Recycling is yet another dimension insofar as mass-produced packages are concerned. The reuse of recycled plastic for same purpose, that is to produce new containers ("closed-loop" recycling) is an issue which has attracted much attention, and for PET, this has been achieved to-date by depolymerizing the recycled material in order to free it of all trace contaminants which might otherwise migrate and come in contact with the container content. An impermeable inner layer, which is the purpose of this invention, would enable recycled material to be reused directly for new containers i.e. without special treatment such as depolymerization, since traces of foreign substances could no longer contact the container's content. This would simplify the "closed-loop" recycling process considerably by obviating the need for depolymerization.

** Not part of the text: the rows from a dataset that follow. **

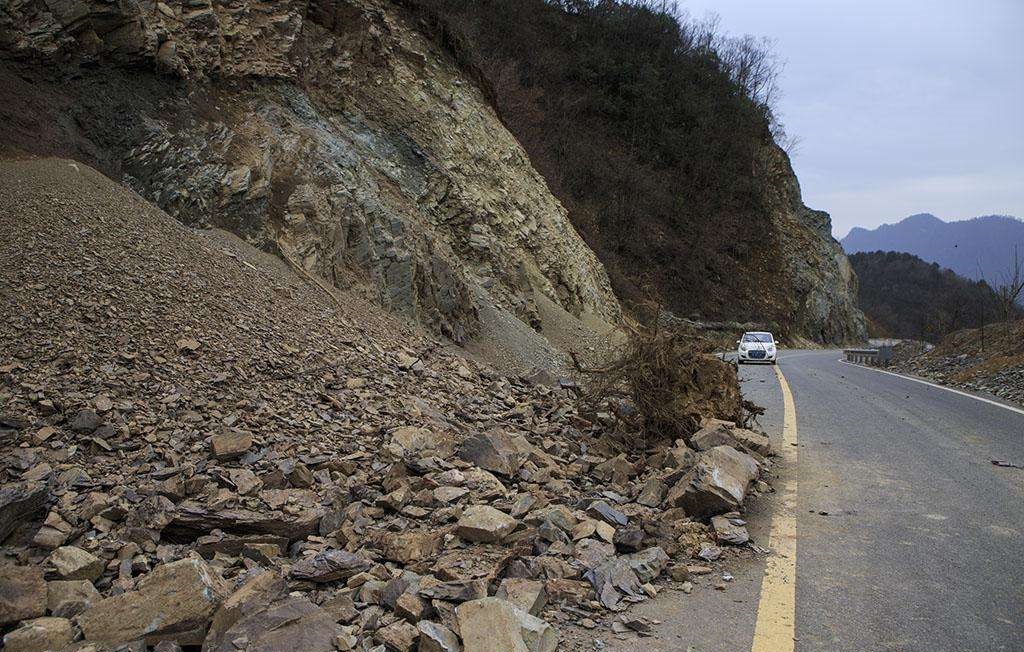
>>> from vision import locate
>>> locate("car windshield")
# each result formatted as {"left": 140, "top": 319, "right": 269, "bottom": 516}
{"left": 742, "top": 333, "right": 774, "bottom": 343}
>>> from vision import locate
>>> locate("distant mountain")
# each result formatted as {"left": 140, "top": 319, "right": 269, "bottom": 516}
{"left": 842, "top": 214, "right": 1024, "bottom": 283}
{"left": 849, "top": 251, "right": 1013, "bottom": 342}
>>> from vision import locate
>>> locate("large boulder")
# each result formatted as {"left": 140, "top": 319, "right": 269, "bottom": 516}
{"left": 455, "top": 505, "right": 518, "bottom": 543}
{"left": 78, "top": 557, "right": 229, "bottom": 645}
{"left": 457, "top": 597, "right": 556, "bottom": 652}
{"left": 0, "top": 565, "right": 46, "bottom": 626}
{"left": 666, "top": 446, "right": 759, "bottom": 519}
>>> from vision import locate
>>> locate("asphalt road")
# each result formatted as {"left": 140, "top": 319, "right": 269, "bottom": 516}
{"left": 581, "top": 349, "right": 1024, "bottom": 652}
{"left": 782, "top": 349, "right": 1024, "bottom": 651}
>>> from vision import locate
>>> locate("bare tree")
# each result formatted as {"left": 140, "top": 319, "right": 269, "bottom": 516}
{"left": 995, "top": 244, "right": 1024, "bottom": 321}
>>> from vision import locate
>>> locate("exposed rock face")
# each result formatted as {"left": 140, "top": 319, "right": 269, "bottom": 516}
{"left": 0, "top": 0, "right": 619, "bottom": 346}
{"left": 765, "top": 147, "right": 867, "bottom": 343}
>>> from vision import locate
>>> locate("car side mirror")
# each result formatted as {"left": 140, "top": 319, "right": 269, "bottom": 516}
{"left": 774, "top": 341, "right": 780, "bottom": 345}
{"left": 736, "top": 340, "right": 741, "bottom": 344}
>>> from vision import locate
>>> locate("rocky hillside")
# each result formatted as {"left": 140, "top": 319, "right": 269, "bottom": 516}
{"left": 850, "top": 251, "right": 1012, "bottom": 342}
{"left": 0, "top": 0, "right": 864, "bottom": 347}
{"left": 0, "top": 156, "right": 772, "bottom": 651}
{"left": 893, "top": 320, "right": 1024, "bottom": 406}
{"left": 0, "top": 0, "right": 619, "bottom": 368}
{"left": 403, "top": 0, "right": 866, "bottom": 344}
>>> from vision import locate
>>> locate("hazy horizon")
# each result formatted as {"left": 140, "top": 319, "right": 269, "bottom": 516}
{"left": 683, "top": 0, "right": 1024, "bottom": 240}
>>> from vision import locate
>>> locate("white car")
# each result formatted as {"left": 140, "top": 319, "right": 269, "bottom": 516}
{"left": 736, "top": 331, "right": 778, "bottom": 364}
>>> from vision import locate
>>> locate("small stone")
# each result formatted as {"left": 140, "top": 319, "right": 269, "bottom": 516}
{"left": 455, "top": 505, "right": 517, "bottom": 543}
{"left": 711, "top": 515, "right": 750, "bottom": 545}
{"left": 70, "top": 408, "right": 102, "bottom": 434}
{"left": 289, "top": 550, "right": 371, "bottom": 583}
{"left": 211, "top": 430, "right": 253, "bottom": 460}
{"left": 376, "top": 619, "right": 419, "bottom": 651}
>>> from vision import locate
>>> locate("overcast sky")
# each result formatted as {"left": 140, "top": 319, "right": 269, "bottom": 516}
{"left": 682, "top": 0, "right": 1024, "bottom": 238}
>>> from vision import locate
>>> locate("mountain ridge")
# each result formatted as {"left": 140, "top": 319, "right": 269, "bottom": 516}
{"left": 842, "top": 213, "right": 1024, "bottom": 284}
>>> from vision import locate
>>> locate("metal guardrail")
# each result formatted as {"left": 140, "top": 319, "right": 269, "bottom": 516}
{"left": 843, "top": 345, "right": 893, "bottom": 367}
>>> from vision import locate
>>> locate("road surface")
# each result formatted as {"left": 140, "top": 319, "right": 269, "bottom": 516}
{"left": 583, "top": 349, "right": 1024, "bottom": 652}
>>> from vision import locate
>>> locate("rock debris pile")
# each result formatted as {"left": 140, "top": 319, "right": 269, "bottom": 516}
{"left": 1, "top": 158, "right": 772, "bottom": 651}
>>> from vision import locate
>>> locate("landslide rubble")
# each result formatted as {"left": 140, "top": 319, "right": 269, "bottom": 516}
{"left": 0, "top": 158, "right": 773, "bottom": 650}
{"left": 0, "top": 0, "right": 620, "bottom": 365}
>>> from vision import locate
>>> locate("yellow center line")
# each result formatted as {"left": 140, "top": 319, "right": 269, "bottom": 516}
{"left": 751, "top": 364, "right": 799, "bottom": 652}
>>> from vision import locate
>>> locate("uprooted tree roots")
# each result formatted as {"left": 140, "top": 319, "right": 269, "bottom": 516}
{"left": 573, "top": 321, "right": 748, "bottom": 444}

Furthermore, recyclability within established recycling systems, both "open-loop", i.e. recycling for other uses, or "closed-loop" i.e. reuse for same purpose, is necessary for any mass-produced package. In "open-loop" systems, the normal method is to separate, clean and chop up the plastic into small flakes. The flake is then either melted and used for molding other objects, or for fibre production. For this form of recycling, it is important to note that any contaminant to the main plastic, such as a coating, should effectively be present in negligible quantities and, preferably, be solid and insoluble within the molten plastic so that it can be filtered off prior to sensitive applications, such as fibre-production. PET is also recycled in "closed-loop" by depolymerization and it is important that the coating material should be unchanged by this process, be insoluble in the monomers resulting from the process, and be easily separable from these monomers. With a correct choice of material, a thin, inner layer can fulfill these criteria.
Finally, since one option available when using a single very thin layer is to use a highly crystalline version of the same polymer as is used in the main part of the container, e.g. highly crystalline PET in PET containers, the inner layer is virtually the same as the outer and recycling presents no problems.
As a result of these inherent limitations, current technology cannot now produce containers with a high barrier inert inner layer having a good appearance because it forces compromises which detract from the desired end result which is an improved beverage container.